Since those hours in the dark dungeon, when through the long night our Lord was the play-thing of the common rabble and scum of the sacred city, His holy ones have loved that livery of shame and gloried to be garbed with the garments of humiliation. What to the world has been a vesture of weakness and ignominy, has been to them a sacred and holy chasuble of strength and honor. When human nature writhes and shrinks back from insult and injury, when the blush mantles the cheek and fires kindle in the eyes under injustice, when passion, pride and anger clamor for indulgence, then the vision of the Innocent Sufferer rises above the darkness of the storm raging wildly in human souls, and that vision calms and strengthens and brings peace.

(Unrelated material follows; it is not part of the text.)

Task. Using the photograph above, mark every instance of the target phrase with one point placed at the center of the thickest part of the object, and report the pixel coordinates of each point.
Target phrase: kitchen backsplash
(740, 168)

Sometimes one wonders if we have advanced much beyond the brutality of that scene. The wild cry of the French Revolution "Destroy the Infamous One," meaning to banish Christ from the hearts of men; still more the teaching of innocent children to place flowers before the banners on which was inscribed that blood-curdling cry; the desire of the French statesman of today to blot out from the heavens the name of Christ; the efforts of men to keep God out of the schools and out of the souls of our little ones, efforts favored and abetted at times by bad Catholics; are not these proofs that men care as little nowadays for the Man-God and His teachings as did His torturers that night in the cellars of the High Priest's palace; and that they are just as ready to revile and insult Him in the person of His Church and His children?

The painful scenes we are contemplating are told us in detail by the Evangelists: "And the men that held Him, mocked Him and struck him. And some began to spit on Him, and to cover His face, and to buffet Him, and to say unto Him: Prophesy; and the servants struck Him with the palms of their hands." Saint Luke adds: "And the men that held Him, mocked Him and struck Him. And they blindfolded Him and smote His face." Not a word, not a murmur, not a complaint escaped the lips of the Divine Sufferer during these long hours. No rebuke to His torturers, no indignant expression of outraged Majesty, no cry of distress from a nature infinitely sensitive to every slight and insult. He was a willing victim. His Father had pressed the chalice to His lips and to the deepest, bitterest dregs He would drain it. Slowly but entirely and lovingly would He drink of the cup of humiliation and sorrow.

Let us pause for a moment and reflect upon the varieties of pain, shame, reproaches and sufferings to which our loving and innocent Saviour submitted during those hours of torture and horror. What an agony the cords and ropes which bound His sacred limbs must have caused! How meekly He bore the buffets which were rained upon Him by the rough servants and cruel soldiers! Contemplate the livid marks upon His pale but beautiful Face, the Face into which the Angels were looking in an ecstasy of wonder and adoration, the Face which Mary had so often and tenderly kissed. As we kneel and see those sacred eyes covered with a filthy rag and hear the savage blows upon His holy countenance, can, we forget the words of the prophet: "He shall give His cheek to him that striketh Him. He shall be filled with reproaches"?

As we meditate upon this scene can we not gain courage to suffer for His sake and His love? Will not the memory of these sufferings stand us in good stead, when our vanity is wounded, our pride touched, our sensitiveness pricked? How much braver in daily humiliations we should be at times if before the Tabernacle we pondered on the horrors of this awful night! We shall be stouter of heart if we can make the long hours in the dungeon in the Priests palace a living memory in our daily lives.